A bill that was recently passed by North Carolina lawmakers could mean that workers will soon become unable to find out whether their employers carry workers’ compensation insurance.
The bill would restrict public access to information that the Rate Bureau provides the Industrial Commission, which administers workers’ compensation issues. The Rate Bureau, a group of private insurance companies that maintains policy information for insured employers and sets the workers’ compensation insurance rates, provides information to the commission.
The bill’s aim is to reform workers’ compensation policies in North Carolina by creating a task force to study issues and provide recommendations geared toward improvement. A last minute amendment to the bill called to restrict transparency by not allowing employer insurance information organized by the Rate Bureau to be a part of public record.
A representative of the Rate Bureau said the amendment was needed to keep confidential information private, such as Social Security numbers, names, addresses and payroll information.
Critics argue that the privacy concerns are exaggerated, and that sensitive information is typically removed from public records.
Media leaders and other groups are encouraging the governor to veto the bill.

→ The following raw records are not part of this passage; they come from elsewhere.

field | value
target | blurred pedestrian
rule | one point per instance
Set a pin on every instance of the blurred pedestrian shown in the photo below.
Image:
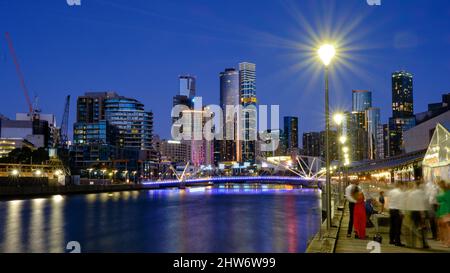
(432, 190)
(381, 201)
(351, 204)
(395, 206)
(443, 213)
(417, 205)
(360, 217)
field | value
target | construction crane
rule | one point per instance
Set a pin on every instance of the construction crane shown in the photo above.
(65, 124)
(33, 114)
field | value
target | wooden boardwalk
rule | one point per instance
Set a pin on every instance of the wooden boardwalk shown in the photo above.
(352, 245)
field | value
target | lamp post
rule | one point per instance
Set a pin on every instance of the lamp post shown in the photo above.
(326, 53)
(342, 139)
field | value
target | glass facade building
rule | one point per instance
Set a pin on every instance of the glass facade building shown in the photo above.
(361, 100)
(228, 150)
(135, 125)
(187, 86)
(402, 110)
(373, 122)
(402, 95)
(247, 90)
(291, 133)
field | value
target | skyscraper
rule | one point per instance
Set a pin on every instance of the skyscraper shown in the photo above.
(187, 85)
(228, 149)
(402, 95)
(361, 100)
(247, 90)
(134, 123)
(111, 127)
(373, 126)
(402, 110)
(357, 126)
(291, 133)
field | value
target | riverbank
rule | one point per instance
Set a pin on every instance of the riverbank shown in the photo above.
(10, 192)
(26, 192)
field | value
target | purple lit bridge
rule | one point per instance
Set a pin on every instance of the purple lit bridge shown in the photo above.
(290, 180)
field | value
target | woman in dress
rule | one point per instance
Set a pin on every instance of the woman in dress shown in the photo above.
(359, 218)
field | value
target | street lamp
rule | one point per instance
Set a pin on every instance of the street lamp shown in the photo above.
(326, 53)
(338, 119)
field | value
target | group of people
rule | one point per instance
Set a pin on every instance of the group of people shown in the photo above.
(414, 208)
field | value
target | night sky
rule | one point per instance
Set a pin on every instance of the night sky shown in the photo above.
(138, 48)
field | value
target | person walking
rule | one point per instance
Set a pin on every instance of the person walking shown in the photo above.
(395, 205)
(351, 205)
(417, 205)
(360, 217)
(381, 201)
(431, 191)
(443, 213)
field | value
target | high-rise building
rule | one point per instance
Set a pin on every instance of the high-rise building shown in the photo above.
(187, 86)
(91, 108)
(175, 151)
(228, 149)
(134, 123)
(386, 140)
(112, 130)
(314, 144)
(402, 95)
(402, 110)
(247, 90)
(361, 100)
(311, 144)
(358, 130)
(291, 133)
(373, 125)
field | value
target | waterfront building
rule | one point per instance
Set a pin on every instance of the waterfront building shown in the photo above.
(373, 126)
(291, 134)
(228, 150)
(403, 117)
(247, 90)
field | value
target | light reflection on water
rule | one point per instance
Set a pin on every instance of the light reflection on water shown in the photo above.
(225, 218)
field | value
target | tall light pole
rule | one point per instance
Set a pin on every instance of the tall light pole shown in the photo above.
(339, 120)
(326, 53)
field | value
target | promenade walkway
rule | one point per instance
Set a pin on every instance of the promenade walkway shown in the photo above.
(352, 245)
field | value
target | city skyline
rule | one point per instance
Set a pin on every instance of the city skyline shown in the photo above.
(152, 82)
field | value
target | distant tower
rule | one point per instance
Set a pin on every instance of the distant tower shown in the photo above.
(402, 110)
(247, 90)
(228, 150)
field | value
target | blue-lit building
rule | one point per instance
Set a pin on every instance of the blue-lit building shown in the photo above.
(135, 125)
(112, 131)
(361, 100)
(373, 123)
(291, 133)
(187, 86)
(94, 143)
(228, 150)
(403, 117)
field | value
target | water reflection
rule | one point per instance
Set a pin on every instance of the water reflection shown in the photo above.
(225, 218)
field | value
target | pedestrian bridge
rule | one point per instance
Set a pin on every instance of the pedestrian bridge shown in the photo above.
(306, 182)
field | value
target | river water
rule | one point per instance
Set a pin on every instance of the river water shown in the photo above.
(233, 218)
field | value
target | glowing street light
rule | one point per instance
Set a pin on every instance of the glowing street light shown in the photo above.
(338, 118)
(326, 53)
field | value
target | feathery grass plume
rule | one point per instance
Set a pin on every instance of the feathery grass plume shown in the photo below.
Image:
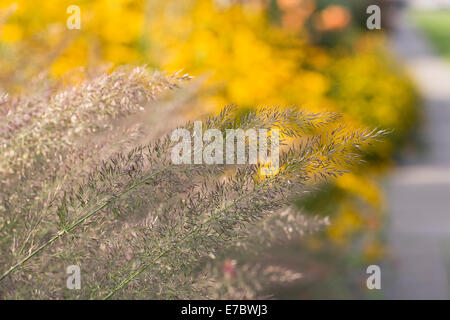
(150, 224)
(40, 142)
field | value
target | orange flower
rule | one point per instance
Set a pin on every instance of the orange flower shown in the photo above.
(333, 18)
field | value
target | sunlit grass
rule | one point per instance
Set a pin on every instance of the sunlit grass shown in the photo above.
(436, 25)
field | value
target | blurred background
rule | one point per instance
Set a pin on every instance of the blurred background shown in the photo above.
(316, 54)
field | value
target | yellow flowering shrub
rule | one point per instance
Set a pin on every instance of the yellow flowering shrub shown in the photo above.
(246, 60)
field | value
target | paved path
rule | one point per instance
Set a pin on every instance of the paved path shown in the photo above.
(419, 191)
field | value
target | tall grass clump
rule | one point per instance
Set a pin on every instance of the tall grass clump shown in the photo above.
(87, 179)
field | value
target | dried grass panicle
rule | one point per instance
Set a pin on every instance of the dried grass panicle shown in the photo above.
(138, 225)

They say that investigations, such as that recently carried out by the News & Observer that discovered thousands of North Carolina employers did not carry the required workers’ compensation insurance, would not be possible to do if this bill becomes law.
That investigation also unearthed data showing that many employees who sustained workplace injuries were never compensated for their injuries and employers were not fined by the commission for their violations.
While the bill is under review, North Carolina employees injured on the job should not be deterred from considering filing a workers’ compensation claim to recover benefits for their medical costs and lost wages due to workplace injuries injuries. Additionally, filing a claim may bring attention to a company’s existing workers’ compensation coverage, or lack thereof.